The original TED conferences, held annually in the US since 1990, have had Al Gore, Bill Gates and Jamie Oliver among its list of distinguished speakers.
Mr Vivek Manoharan, 25, leader of the team that organised this year’s TEDxNTU conference, said: “We chose the topic of luck because it is present in our everyday life, and it is a mysterious, intangible, and intriguing topic to boot.”
Luck is commonly defined as a chance happening of fortunate or adverse events that one does not have control over. But speakers at this year’s conference appeared to have little belief in the element of mystery in luck.
Dr Preston Greene, 29, an assistant professor of philosophy at NTU, said: “Whether other people view our successes as due to luck or skill can have a huge impact on our self-esteem.
“Self-perception affects how confident we are of succeeding, be it achieving good grades, making a team, or getting a job.”
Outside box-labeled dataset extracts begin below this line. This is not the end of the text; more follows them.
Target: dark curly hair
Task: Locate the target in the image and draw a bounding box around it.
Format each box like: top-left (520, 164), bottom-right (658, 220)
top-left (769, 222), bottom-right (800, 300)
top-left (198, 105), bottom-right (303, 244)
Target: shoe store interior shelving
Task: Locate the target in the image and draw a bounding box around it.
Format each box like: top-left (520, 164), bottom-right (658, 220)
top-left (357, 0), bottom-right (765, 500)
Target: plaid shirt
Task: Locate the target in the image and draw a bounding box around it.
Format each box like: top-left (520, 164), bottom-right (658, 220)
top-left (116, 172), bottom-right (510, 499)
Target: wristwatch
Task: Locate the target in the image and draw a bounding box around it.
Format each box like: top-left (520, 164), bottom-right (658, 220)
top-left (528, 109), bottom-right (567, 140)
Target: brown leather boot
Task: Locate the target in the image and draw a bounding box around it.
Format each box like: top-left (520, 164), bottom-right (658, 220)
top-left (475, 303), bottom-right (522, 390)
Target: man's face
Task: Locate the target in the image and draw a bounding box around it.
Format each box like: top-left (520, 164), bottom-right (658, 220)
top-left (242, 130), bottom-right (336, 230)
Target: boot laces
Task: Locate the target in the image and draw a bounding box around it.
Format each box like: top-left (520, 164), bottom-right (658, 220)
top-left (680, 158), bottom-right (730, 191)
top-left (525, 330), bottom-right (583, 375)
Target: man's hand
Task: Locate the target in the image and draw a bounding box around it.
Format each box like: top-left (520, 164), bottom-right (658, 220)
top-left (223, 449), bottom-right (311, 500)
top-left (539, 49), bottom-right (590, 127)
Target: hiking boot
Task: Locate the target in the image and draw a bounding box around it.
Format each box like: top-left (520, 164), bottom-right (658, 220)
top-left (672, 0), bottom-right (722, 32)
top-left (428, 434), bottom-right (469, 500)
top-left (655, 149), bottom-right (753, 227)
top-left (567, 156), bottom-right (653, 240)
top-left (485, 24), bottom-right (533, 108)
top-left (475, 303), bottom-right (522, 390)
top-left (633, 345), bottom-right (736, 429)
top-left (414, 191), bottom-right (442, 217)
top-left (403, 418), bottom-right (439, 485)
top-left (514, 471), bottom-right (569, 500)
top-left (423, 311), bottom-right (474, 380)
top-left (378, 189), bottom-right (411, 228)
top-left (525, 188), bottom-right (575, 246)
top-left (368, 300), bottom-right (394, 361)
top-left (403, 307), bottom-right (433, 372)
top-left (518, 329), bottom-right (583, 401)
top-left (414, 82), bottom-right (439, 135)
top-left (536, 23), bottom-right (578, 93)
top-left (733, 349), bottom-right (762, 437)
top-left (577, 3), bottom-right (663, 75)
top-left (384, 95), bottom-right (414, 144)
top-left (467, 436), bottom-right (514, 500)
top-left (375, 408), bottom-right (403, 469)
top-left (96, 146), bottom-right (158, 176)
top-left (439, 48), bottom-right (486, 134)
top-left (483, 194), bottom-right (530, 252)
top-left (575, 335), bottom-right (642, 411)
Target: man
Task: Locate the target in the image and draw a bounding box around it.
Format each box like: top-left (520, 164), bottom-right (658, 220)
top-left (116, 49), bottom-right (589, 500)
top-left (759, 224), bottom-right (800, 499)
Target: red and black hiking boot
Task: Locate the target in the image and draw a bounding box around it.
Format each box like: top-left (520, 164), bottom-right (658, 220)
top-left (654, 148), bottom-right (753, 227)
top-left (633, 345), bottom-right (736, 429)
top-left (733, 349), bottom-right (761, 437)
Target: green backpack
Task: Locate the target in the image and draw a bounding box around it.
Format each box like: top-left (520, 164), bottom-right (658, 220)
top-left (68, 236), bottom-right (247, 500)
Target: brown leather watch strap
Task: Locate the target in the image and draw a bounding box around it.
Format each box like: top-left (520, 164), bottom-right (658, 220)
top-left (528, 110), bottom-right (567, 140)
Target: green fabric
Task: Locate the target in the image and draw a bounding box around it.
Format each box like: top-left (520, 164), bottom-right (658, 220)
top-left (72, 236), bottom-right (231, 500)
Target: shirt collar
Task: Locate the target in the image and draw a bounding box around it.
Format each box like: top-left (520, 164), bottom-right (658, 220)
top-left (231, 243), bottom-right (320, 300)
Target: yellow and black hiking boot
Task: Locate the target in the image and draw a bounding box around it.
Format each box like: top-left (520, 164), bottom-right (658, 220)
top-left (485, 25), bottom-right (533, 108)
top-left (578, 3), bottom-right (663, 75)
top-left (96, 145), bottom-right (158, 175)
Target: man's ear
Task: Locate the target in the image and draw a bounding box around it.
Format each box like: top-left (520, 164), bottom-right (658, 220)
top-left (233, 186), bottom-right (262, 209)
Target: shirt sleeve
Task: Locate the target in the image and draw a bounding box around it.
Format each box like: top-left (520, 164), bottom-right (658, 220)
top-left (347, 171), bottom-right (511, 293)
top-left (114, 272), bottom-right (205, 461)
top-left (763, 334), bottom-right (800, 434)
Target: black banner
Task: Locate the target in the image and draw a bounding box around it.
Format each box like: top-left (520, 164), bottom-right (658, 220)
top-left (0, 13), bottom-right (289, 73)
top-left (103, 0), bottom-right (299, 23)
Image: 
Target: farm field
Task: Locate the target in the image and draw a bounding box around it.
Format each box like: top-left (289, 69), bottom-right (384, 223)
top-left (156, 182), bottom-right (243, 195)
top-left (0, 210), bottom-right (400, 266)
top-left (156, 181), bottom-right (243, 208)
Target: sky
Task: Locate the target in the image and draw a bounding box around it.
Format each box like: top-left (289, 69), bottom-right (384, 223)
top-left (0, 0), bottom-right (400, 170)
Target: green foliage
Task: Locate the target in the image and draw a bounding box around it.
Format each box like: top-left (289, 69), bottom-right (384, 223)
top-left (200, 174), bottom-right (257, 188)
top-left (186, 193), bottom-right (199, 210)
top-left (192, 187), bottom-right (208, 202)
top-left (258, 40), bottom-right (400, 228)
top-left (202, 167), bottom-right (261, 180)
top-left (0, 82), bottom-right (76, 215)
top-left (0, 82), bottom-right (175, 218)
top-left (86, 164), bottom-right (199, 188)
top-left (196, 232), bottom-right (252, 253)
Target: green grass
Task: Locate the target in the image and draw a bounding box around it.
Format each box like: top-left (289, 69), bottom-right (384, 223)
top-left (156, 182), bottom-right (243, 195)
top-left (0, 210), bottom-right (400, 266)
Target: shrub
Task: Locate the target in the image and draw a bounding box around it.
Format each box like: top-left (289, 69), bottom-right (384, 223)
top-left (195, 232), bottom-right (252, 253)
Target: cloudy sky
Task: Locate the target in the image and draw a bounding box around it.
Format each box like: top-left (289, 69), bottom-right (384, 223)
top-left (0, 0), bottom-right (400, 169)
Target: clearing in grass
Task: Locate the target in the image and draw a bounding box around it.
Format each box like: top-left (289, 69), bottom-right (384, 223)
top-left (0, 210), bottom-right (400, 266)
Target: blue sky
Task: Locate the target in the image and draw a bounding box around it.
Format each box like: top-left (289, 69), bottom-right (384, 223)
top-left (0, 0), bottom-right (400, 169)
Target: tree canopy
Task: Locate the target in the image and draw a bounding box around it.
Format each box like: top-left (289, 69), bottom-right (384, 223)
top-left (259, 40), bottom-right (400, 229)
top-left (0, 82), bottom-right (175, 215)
In short, he explained that the more we view ourselves as skillful, the more successful we would be.
However, some students weren’t convinced that one’s fate has to do with self-perception. Shereen Ng, 20, a second-year student from the Renaissance Engineering Programme, still believed that luck largely determined the course of one’s life. She said: “I believe that no one can alter our births. It is by luck, or chance, that we are born into a wealthy or poor family.”
“If it is by luck that I’m born into a wealthy family, then I will have better and more opportunities to receive education. With education come skills, and skills will allow me to draw a higher salary and afford a higher standard of living,” she said.
“All that is not likely if I’m born into poor family,” she added.